Salmos 57
1 Piedad de mí, oh Dios, piedad de mí, pues en ti se refugia el alma mía; a la sombra de tus alas me cobijo hasta que haya pasado la tormenta.
2 Yo clamo al Dios Altísimo, al Dios que de mí cuida.
3 Que del cielo mande alguien a salvarme de las manos de aquellos que me acosan; envíe Dios su gracia y su verdad.

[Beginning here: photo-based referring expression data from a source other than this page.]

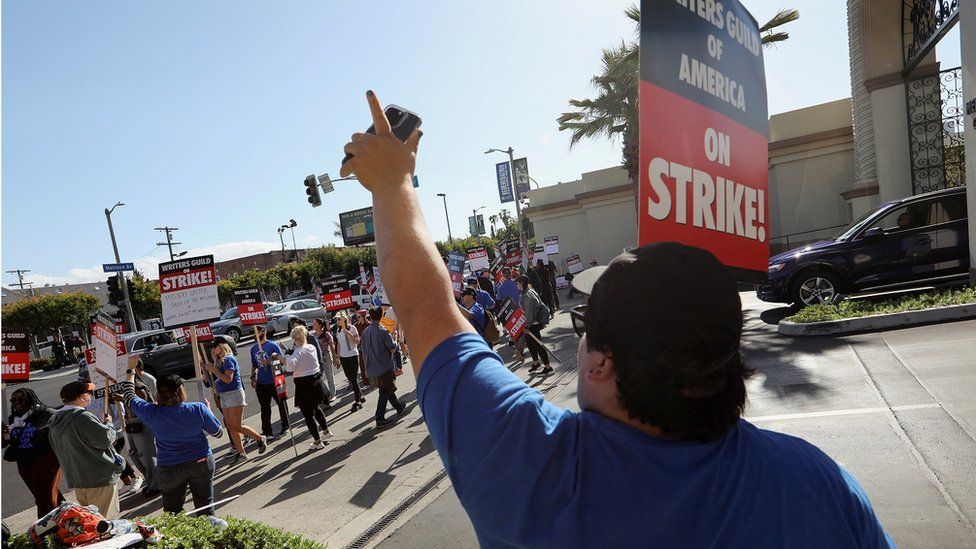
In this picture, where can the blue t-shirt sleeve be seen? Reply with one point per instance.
(498, 438)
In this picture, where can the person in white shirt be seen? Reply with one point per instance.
(302, 361)
(347, 339)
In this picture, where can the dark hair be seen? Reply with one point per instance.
(170, 391)
(691, 386)
(33, 401)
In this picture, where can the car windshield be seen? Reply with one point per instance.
(848, 232)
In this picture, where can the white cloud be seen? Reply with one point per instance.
(149, 265)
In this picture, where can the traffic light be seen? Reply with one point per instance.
(114, 290)
(312, 190)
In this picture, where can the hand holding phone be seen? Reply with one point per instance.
(381, 156)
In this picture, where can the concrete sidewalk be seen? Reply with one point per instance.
(336, 494)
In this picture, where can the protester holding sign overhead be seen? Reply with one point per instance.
(659, 452)
(230, 389)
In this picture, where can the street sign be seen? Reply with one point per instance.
(117, 267)
(704, 131)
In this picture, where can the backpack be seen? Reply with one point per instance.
(491, 333)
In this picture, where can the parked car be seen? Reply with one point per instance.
(162, 354)
(916, 241)
(281, 317)
(230, 324)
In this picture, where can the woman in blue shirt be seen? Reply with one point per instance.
(182, 451)
(230, 389)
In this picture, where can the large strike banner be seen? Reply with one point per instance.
(336, 295)
(704, 132)
(188, 291)
(16, 355)
(249, 306)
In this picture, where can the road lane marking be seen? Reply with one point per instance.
(847, 412)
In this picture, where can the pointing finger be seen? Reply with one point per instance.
(380, 123)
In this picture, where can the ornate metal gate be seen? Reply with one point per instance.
(935, 123)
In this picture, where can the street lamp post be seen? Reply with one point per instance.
(518, 199)
(118, 259)
(447, 217)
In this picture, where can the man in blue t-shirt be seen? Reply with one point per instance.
(659, 456)
(262, 379)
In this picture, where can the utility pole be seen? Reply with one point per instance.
(118, 259)
(449, 237)
(518, 199)
(169, 239)
(20, 280)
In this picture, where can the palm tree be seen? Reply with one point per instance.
(613, 112)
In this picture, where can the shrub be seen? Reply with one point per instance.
(861, 308)
(183, 532)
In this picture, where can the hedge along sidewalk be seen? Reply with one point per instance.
(858, 316)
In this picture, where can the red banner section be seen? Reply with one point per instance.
(15, 355)
(512, 317)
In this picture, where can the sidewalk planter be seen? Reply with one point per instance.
(879, 322)
(183, 532)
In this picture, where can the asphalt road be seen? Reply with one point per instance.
(48, 385)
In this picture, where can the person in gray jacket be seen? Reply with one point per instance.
(84, 446)
(536, 316)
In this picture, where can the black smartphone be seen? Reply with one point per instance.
(402, 122)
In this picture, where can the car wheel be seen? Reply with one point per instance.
(816, 287)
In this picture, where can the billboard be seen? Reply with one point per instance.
(188, 291)
(357, 227)
(704, 133)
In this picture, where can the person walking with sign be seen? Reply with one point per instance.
(262, 380)
(25, 438)
(659, 452)
(347, 341)
(309, 392)
(536, 317)
(230, 390)
(181, 428)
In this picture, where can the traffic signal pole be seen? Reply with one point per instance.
(122, 280)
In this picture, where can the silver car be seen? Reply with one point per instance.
(282, 317)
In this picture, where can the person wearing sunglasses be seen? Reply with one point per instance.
(26, 443)
(85, 447)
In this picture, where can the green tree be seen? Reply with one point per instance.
(613, 112)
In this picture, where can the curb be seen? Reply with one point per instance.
(879, 322)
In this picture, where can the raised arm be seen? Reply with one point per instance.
(417, 280)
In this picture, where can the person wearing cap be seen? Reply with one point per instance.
(183, 452)
(85, 448)
(658, 454)
(536, 317)
(482, 297)
(473, 311)
(262, 380)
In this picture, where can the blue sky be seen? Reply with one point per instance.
(207, 116)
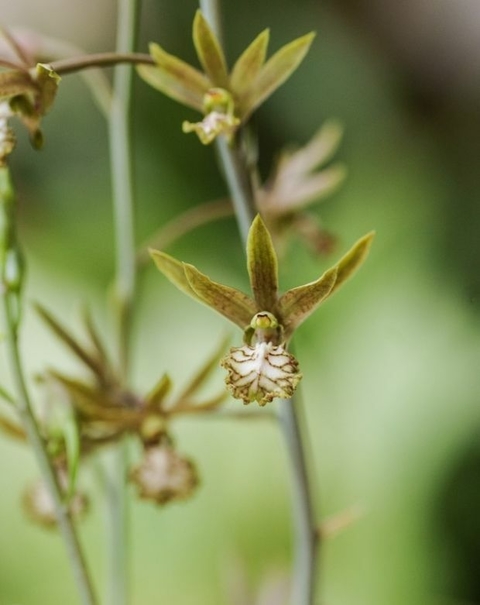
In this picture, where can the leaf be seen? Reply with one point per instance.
(229, 302)
(299, 303)
(175, 78)
(72, 450)
(209, 52)
(274, 73)
(262, 266)
(352, 260)
(157, 395)
(14, 83)
(174, 272)
(249, 64)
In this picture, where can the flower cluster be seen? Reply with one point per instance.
(226, 98)
(262, 369)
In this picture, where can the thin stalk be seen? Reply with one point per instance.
(240, 185)
(65, 523)
(122, 186)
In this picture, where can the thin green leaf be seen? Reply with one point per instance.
(229, 302)
(298, 303)
(352, 260)
(157, 395)
(72, 450)
(63, 334)
(262, 266)
(199, 378)
(11, 429)
(175, 78)
(274, 73)
(14, 83)
(249, 64)
(174, 271)
(209, 51)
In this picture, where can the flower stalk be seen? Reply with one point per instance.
(11, 280)
(306, 538)
(124, 287)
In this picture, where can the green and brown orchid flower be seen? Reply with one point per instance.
(262, 369)
(226, 98)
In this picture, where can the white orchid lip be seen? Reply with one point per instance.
(261, 373)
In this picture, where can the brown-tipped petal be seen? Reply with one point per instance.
(89, 359)
(175, 78)
(298, 303)
(275, 71)
(209, 51)
(173, 271)
(262, 266)
(352, 260)
(249, 64)
(229, 302)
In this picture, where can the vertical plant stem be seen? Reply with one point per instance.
(122, 186)
(305, 527)
(11, 310)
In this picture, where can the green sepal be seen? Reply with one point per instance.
(249, 64)
(72, 450)
(156, 397)
(299, 303)
(352, 260)
(174, 272)
(229, 302)
(209, 51)
(14, 83)
(275, 72)
(262, 266)
(175, 78)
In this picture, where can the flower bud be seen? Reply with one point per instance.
(163, 475)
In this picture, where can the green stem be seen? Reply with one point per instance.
(306, 535)
(122, 185)
(10, 307)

4 Yo duermo rodeado de leones, que devoran a los hijos de los hombres; sus dientes son lanzas y flechas, su lengua es una espada acerada.
5 Muéstrate, oh Dios, por encima de los cielos, y que brille tu luz en toda la tierra.
6 Habían tendido un lazo en mi camino, allí querían que cayera; ante mí cavaron una trampa, pero ellos cayeron dentro.
7 Oh Dios, mi corazón está dispuesto, mi corazón está atento, quiero cantar y tocar para ti.
8 Despiértate, corazón mío, despiértense arpas y cítaras, que quiero a la aurora despertar.
9 Te alabaré, Señor, entre los pueblos, te cantaré en todas las provincias,
10 pues tu amor está a la altura de los cielos y tu verdad se eleva hasta las nubes.
11 Muéstrate, oh Dios, por encima de los cielos, y que brille tu gloria en toda la tierra.